Chandler: It's just that we bought a hibachi together, and then he ran off and got married, and things got pretty ugly.
Joey: Well, let me ask you something, was Kip a better roommate than me?
Chandler: Aw, don't do that.
Joey: (Impersonating Ross's baby) How come you don't live with Mommy? How come Mommy lives with that other lady? What's a lesbian?
Monica: Aunt Syl, stop yelling! All I'm saying is that if you had told me vegetarian lasagna, I would have made vegetarian lasagna. (Pause) Well, the meat's only every third layer, maybe you could scrape.
Monica: What's the matter?
Phoebe: Nothing. I'm sorry. I'm just out of sorts.
Chandler: Well, you can use some of my sorts. I rarely use them.
Ross: Well, looks like we kicked your butts.
Joey: No. No. She kicked our butts. You could be on the Olympic standing-there team.
Phoebe: All right, you know Paolo?
Ross: I'm familiar with his work. Yes.
Rachel: Oh my God. Why have I never tasted these before?
Phoebe: Oh, I don't make them a lot, because I don't think it's fair to the other cookies.
Chandler: Well, I believe the piece of furniture was fine, until your little breakfast adventure with Angela Delvecchio
Joey: You knew about that?
Chandler: Well, let's just say the impressions you made in the butter left little to the imagination.
Ross: (Looking at a picture) When did you and Susan meet Huey Lewis?
Carol: That's our friend Tanya
Monica (Talking on the phone): What am I supposed to do with a dozen lasagnas? (Gasps) Nice talk, Aunt Syl. Do you kiss Uncle Freddy with that mouth?
Chandler: That's patio furniture.
Joey: So what? People are like gonna come in and think: "Uh-oh, I'm outside again"?

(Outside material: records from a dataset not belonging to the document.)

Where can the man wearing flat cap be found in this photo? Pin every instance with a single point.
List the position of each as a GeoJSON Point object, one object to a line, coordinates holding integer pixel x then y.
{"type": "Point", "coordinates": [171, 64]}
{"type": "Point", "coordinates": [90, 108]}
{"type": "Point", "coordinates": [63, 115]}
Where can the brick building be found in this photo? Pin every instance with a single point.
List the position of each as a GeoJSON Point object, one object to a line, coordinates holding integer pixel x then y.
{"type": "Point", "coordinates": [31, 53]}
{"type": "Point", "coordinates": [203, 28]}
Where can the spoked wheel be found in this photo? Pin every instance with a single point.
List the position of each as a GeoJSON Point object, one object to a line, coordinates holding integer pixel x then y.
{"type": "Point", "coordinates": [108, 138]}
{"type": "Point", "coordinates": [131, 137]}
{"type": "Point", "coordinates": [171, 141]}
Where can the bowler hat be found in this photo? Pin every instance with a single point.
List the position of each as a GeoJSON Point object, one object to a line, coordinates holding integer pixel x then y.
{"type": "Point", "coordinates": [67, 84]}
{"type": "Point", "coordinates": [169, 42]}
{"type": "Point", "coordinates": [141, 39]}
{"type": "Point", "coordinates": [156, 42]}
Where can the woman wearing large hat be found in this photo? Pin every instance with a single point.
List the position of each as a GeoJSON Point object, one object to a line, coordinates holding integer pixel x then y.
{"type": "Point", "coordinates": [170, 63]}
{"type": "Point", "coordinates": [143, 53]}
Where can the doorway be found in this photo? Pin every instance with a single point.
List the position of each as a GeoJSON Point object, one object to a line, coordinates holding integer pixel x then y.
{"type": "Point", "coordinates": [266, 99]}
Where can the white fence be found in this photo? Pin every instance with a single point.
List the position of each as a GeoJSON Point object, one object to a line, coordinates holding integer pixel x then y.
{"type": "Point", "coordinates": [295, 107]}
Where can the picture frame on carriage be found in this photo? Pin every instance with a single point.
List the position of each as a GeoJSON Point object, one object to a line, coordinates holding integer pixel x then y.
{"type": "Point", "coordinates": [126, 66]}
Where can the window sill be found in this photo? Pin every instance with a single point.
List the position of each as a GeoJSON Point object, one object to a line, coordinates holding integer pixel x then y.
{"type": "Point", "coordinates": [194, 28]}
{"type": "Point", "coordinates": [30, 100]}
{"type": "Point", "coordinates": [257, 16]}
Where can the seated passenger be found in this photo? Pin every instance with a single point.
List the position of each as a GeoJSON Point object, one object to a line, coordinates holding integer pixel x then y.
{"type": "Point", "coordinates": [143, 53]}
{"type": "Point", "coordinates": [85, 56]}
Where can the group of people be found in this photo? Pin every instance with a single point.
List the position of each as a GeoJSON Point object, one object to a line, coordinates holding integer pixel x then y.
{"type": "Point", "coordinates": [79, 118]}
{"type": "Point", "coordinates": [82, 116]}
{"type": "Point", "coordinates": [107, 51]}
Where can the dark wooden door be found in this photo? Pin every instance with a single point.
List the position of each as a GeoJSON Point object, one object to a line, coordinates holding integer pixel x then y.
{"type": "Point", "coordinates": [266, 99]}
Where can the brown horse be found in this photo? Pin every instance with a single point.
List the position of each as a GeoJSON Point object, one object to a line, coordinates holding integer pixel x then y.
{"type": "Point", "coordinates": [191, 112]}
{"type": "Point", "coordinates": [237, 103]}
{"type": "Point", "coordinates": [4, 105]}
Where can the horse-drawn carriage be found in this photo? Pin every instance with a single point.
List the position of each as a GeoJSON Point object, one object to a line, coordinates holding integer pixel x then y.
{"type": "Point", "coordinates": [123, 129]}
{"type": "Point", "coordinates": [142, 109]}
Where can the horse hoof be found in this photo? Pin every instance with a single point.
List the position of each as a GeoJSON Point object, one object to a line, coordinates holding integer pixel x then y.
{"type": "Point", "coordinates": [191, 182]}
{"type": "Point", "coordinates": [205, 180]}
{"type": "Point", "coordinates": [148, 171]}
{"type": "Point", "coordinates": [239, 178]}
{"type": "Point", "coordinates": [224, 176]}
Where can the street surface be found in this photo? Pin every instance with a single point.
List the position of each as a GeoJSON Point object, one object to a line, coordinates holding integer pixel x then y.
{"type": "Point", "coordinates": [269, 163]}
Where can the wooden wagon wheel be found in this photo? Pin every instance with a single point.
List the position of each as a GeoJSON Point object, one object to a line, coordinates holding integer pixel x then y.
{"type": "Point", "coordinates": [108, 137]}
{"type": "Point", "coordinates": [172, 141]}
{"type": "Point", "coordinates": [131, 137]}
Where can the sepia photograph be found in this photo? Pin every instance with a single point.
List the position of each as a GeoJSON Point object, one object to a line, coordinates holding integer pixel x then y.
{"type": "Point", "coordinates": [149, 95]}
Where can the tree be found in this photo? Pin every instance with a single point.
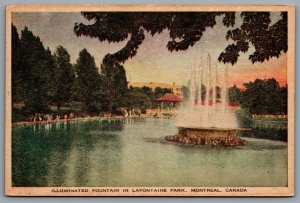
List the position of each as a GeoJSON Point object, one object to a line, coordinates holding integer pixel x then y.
{"type": "Point", "coordinates": [114, 84]}
{"type": "Point", "coordinates": [64, 77]}
{"type": "Point", "coordinates": [36, 70]}
{"type": "Point", "coordinates": [137, 99]}
{"type": "Point", "coordinates": [234, 94]}
{"type": "Point", "coordinates": [16, 69]}
{"type": "Point", "coordinates": [88, 79]}
{"type": "Point", "coordinates": [185, 29]}
{"type": "Point", "coordinates": [264, 97]}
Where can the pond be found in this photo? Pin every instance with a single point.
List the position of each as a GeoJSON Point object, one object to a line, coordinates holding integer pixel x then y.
{"type": "Point", "coordinates": [133, 152]}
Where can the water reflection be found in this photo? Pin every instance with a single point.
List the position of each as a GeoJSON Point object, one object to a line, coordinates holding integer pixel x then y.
{"type": "Point", "coordinates": [133, 152]}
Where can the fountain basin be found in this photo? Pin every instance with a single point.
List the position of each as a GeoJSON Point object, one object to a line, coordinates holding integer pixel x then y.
{"type": "Point", "coordinates": [207, 136]}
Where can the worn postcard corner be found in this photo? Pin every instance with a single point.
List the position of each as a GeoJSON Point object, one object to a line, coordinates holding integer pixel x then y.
{"type": "Point", "coordinates": [150, 100]}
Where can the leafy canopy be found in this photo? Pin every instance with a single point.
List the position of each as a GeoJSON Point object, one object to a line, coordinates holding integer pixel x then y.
{"type": "Point", "coordinates": [185, 29]}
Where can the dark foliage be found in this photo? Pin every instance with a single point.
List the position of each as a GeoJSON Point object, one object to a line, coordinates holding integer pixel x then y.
{"type": "Point", "coordinates": [185, 29]}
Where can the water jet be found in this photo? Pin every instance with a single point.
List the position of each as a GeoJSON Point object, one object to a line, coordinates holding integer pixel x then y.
{"type": "Point", "coordinates": [208, 119]}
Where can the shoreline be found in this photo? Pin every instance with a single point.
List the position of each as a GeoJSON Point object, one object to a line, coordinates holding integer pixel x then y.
{"type": "Point", "coordinates": [23, 123]}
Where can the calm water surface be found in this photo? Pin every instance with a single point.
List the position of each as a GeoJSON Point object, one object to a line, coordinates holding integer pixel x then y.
{"type": "Point", "coordinates": [133, 152]}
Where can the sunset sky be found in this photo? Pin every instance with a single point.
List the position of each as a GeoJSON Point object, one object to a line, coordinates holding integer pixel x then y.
{"type": "Point", "coordinates": [153, 62]}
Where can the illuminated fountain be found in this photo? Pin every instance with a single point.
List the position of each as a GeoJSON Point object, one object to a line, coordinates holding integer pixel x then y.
{"type": "Point", "coordinates": [208, 119]}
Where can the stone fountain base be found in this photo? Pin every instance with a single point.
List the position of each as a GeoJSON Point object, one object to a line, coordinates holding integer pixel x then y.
{"type": "Point", "coordinates": [207, 136]}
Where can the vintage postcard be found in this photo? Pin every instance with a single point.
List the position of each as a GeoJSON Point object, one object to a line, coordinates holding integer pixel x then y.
{"type": "Point", "coordinates": [150, 100]}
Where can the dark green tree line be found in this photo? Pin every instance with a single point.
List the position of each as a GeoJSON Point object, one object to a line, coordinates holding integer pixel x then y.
{"type": "Point", "coordinates": [261, 97]}
{"type": "Point", "coordinates": [64, 76]}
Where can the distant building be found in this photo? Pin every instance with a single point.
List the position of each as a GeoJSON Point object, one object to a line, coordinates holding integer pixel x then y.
{"type": "Point", "coordinates": [176, 89]}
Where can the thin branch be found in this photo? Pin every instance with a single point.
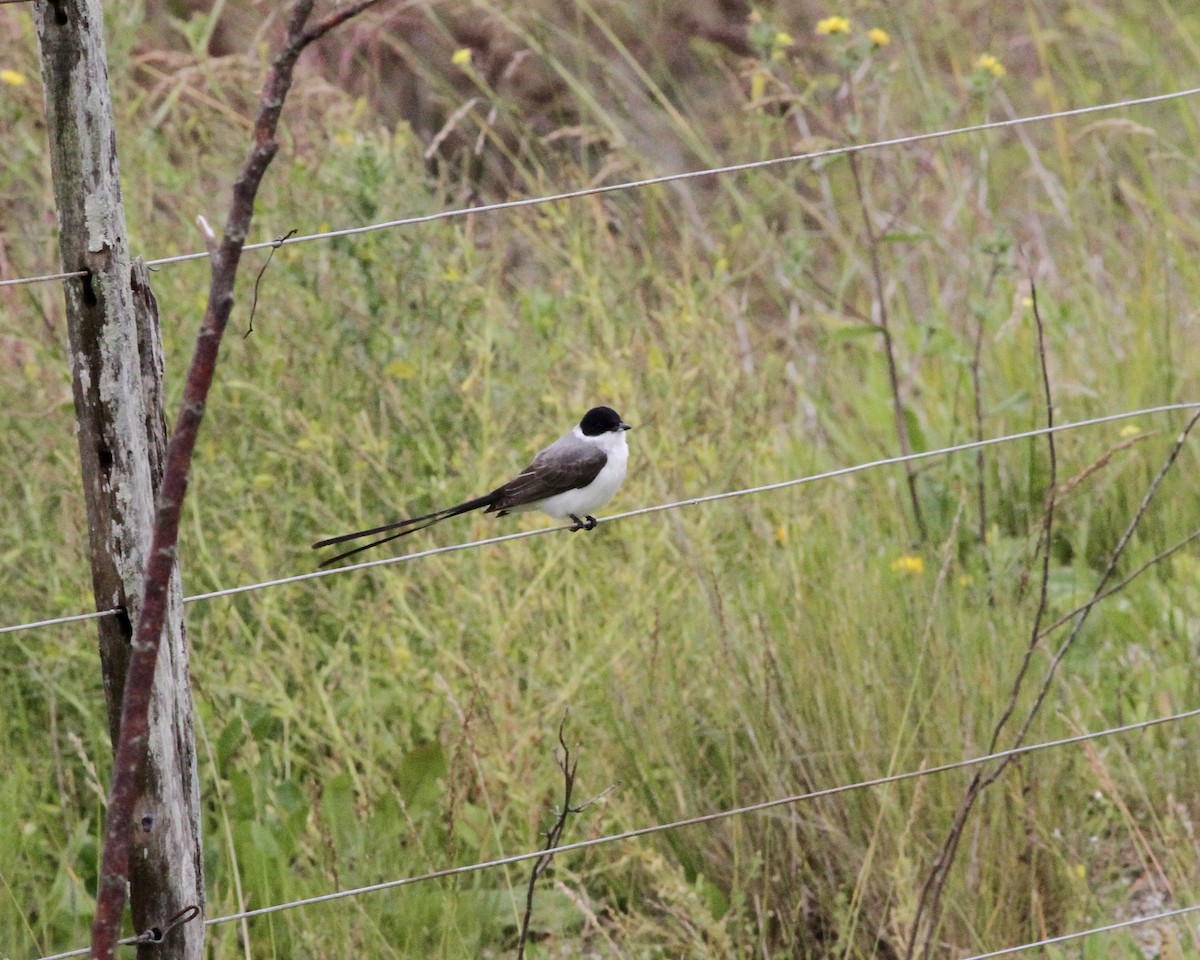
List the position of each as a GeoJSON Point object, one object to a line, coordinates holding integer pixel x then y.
{"type": "Point", "coordinates": [929, 905]}
{"type": "Point", "coordinates": [258, 280]}
{"type": "Point", "coordinates": [555, 834]}
{"type": "Point", "coordinates": [898, 412]}
{"type": "Point", "coordinates": [131, 748]}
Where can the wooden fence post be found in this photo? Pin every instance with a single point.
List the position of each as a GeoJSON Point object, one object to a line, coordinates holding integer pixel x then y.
{"type": "Point", "coordinates": [117, 370]}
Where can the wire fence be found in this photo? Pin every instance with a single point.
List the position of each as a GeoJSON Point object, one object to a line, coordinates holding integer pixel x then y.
{"type": "Point", "coordinates": [649, 181]}
{"type": "Point", "coordinates": [696, 501]}
{"type": "Point", "coordinates": [738, 811]}
{"type": "Point", "coordinates": [642, 511]}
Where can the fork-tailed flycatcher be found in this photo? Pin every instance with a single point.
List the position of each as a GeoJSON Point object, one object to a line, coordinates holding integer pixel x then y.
{"type": "Point", "coordinates": [576, 474]}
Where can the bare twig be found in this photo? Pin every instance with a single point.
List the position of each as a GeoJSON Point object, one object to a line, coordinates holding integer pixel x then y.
{"type": "Point", "coordinates": [898, 411]}
{"type": "Point", "coordinates": [568, 765]}
{"type": "Point", "coordinates": [131, 745]}
{"type": "Point", "coordinates": [279, 241]}
{"type": "Point", "coordinates": [977, 395]}
{"type": "Point", "coordinates": [929, 904]}
{"type": "Point", "coordinates": [930, 901]}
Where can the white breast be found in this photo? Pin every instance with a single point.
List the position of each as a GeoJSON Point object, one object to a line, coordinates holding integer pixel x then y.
{"type": "Point", "coordinates": [586, 501]}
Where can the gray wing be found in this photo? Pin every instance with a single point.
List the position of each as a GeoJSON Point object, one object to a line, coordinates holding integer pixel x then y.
{"type": "Point", "coordinates": [552, 472]}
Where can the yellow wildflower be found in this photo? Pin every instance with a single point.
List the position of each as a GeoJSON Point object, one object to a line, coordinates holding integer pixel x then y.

Phoebe: Ooh, this is cool... It says in some parts of the world, people actually eat the placenta.
Chandler: And we're done with the yogurt.
Ross: (About Rachel and Paolo) What am I supposed to do, huh? Call immigration? (Pauses, looks suddenly inspired) I could call immigration!
International Episode Title:
Czech Republic: Holka, nebo kluk (Girl or Boy)
Although Cynthia Mann played a waitress in "The One Where Monica Gets a Roommate," this is the first appearance of her character Jasmine. Jasmine was in 4 episodes of Friends.
This episode runs 23:44 on DVD (a typical sitcom runs about 22:00).
Joey: She's got to know that you're everything he's not. You're like, like the anti-Paolo.
Chandler: My Catholic friend is right.
Anti-Paolo was clearly a reference to the term Antichrist. Antichrist, translated from ancient Greek, literally means "opposite of Christ".
The song that the gang sings in Central Perk in the opening scene is The Odd Couple theme song.
Ross: Hey, when did you and Susan meet Huey Lewis?
Huey Lewis is a musician and singer. He sings lead vocals and plays harmonica for his band Huey Lewis & the News, a rock group based in San Francisco, California that was particularly popular during the 1980s.
Rachel: I mean, we are way past the fling thing, I mean, I am feeling things that I've only read about in Danielle Steele books, you know?
Danielle Steele is a well known romance novelist.